与包含腔静脉的受体肝切除术相比,原位肝移植中保留腔静脉的受体肝切除术具有减少出血、改善心血管稳定性以及在无需静脉-静脉转流的情况下保持肾灌注的潜在优势。目前尚无关于复杂的保留腔静脉受体肝切除术及肝移植过程中使用静脉-静脉转流的详细信息。在本研究中,我们调查了采用三种不同技术进行肝静脉重建且使用或未使用静脉-静脉转流的成年肝移植受者围手术期及术后的情况。
患者/方法:在初次原位肝移植过程中,75例患者(I组)进行了供体腔静脉与受体腔静脉的端端(ETE)腔静脉间置术。15例患者(II组)构建了供体与受体肝静脉残端的端端背驮式(PB)吻合,72例移植手术(III组)进行了供体与受体腔静脉的侧侧腔静脉吻合术(LLC)。使用多变量统计和精算技术对转流的使用情况、手术时间和冷缺血时间、围手术期血液制品需求、再次剖腹手术发生率、术后肾功能变化、技术并发症及生存率进行分析和比较,以进行统计学评估。

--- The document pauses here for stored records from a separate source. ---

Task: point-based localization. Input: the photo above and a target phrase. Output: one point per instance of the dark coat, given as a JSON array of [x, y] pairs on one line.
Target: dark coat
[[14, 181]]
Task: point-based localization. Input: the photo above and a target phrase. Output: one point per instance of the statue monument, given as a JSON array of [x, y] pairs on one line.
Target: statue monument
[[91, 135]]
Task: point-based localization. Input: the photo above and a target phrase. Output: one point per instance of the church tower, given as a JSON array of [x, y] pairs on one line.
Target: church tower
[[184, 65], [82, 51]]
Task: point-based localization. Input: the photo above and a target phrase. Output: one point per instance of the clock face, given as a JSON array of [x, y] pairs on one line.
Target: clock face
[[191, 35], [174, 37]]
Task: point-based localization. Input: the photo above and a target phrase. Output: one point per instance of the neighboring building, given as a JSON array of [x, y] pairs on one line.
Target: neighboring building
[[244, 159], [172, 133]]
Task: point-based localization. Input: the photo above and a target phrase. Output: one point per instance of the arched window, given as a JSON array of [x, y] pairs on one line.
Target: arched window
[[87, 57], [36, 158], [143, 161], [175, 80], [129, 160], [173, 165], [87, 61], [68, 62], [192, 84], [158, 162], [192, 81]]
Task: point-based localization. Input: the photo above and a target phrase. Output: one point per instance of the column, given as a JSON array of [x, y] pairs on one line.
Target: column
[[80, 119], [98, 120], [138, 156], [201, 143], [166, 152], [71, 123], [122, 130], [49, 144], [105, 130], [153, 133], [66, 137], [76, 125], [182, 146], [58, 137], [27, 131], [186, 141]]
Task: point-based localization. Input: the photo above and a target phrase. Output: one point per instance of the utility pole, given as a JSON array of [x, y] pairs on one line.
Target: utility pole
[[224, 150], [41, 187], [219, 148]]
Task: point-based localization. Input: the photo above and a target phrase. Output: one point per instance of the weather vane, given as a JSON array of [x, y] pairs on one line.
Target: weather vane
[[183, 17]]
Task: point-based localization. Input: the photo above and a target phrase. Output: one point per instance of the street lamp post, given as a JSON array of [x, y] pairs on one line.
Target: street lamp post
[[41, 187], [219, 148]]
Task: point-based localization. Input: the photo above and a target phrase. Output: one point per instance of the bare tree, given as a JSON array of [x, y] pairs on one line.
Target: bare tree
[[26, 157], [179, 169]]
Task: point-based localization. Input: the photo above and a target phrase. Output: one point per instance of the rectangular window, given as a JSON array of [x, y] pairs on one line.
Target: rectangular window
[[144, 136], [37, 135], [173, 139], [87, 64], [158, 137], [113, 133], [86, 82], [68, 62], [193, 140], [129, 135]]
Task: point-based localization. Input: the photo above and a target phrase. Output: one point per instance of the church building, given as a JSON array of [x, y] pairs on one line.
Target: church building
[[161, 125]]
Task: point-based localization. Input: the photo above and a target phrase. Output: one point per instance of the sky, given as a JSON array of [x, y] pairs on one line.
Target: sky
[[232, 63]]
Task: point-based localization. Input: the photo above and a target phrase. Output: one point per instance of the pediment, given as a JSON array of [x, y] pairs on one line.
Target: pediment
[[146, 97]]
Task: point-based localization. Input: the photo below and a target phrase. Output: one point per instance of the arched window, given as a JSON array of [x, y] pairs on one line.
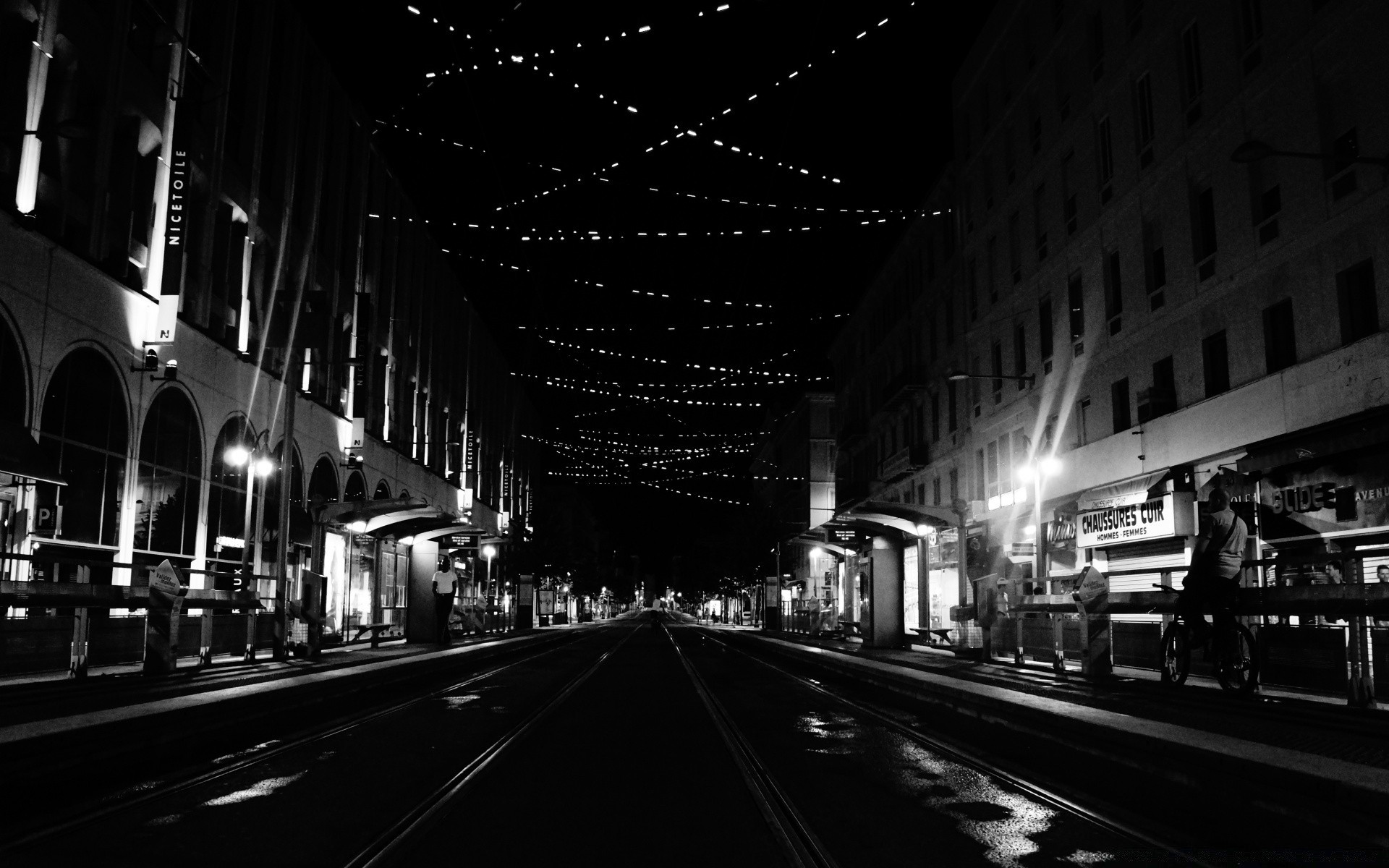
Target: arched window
[[14, 381], [323, 485], [356, 488], [170, 477], [226, 493], [299, 524], [84, 428]]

术前患者情况、供体情况、手术时间、吻合时间或冷缺血时间方面未发现差异。在I - III组中,分别有50例(67%)、8例(53%)和6例(8%)使用了静脉-静脉转流(III组P = 0.02)。术前平均红细胞压积需求分别为20.4单位、29.6单位和10.8单位(III组P = 0.01),而术后血液制品需求(最初24小时)分别为2.6单位、5.0单位和0.20单位红细胞压积(III组P = 0.02)。I组因弥漫性腹膜后出血进行再次剖腹手术14次(19%),II组3次(20%),III组7次(8.3%)(P = 0.002)。未使用静脉-静脉转流的患者中,I组、II组和III组术后早期肾功能不全(血清肌酐升高≥1.3mg%)的发生率分别为24%、60%和16.7%(II组P = 0.001)。使用静脉-静脉转流的患者在早期肾功能不全方面未观察到显著差异。I组12个月生存率为81%,II组为86%,III组为93.0%。III组在肝静脉吻合处有4例并发症(P = 0.03),其中2例最终死亡。
保留受体腔静脉及LLC可减少但不能避免静脉-静脉转流的需求。在原位肝移植中,无论是否使用转流,LLC均能显著减少通过手术修正和血液制品需求衡量的术后出血。与端端腔静脉吻合术相比,LLC组无论是否使用转流均会出现早期肾功能不全。LLC可能会导致技术失败并造成患者死亡。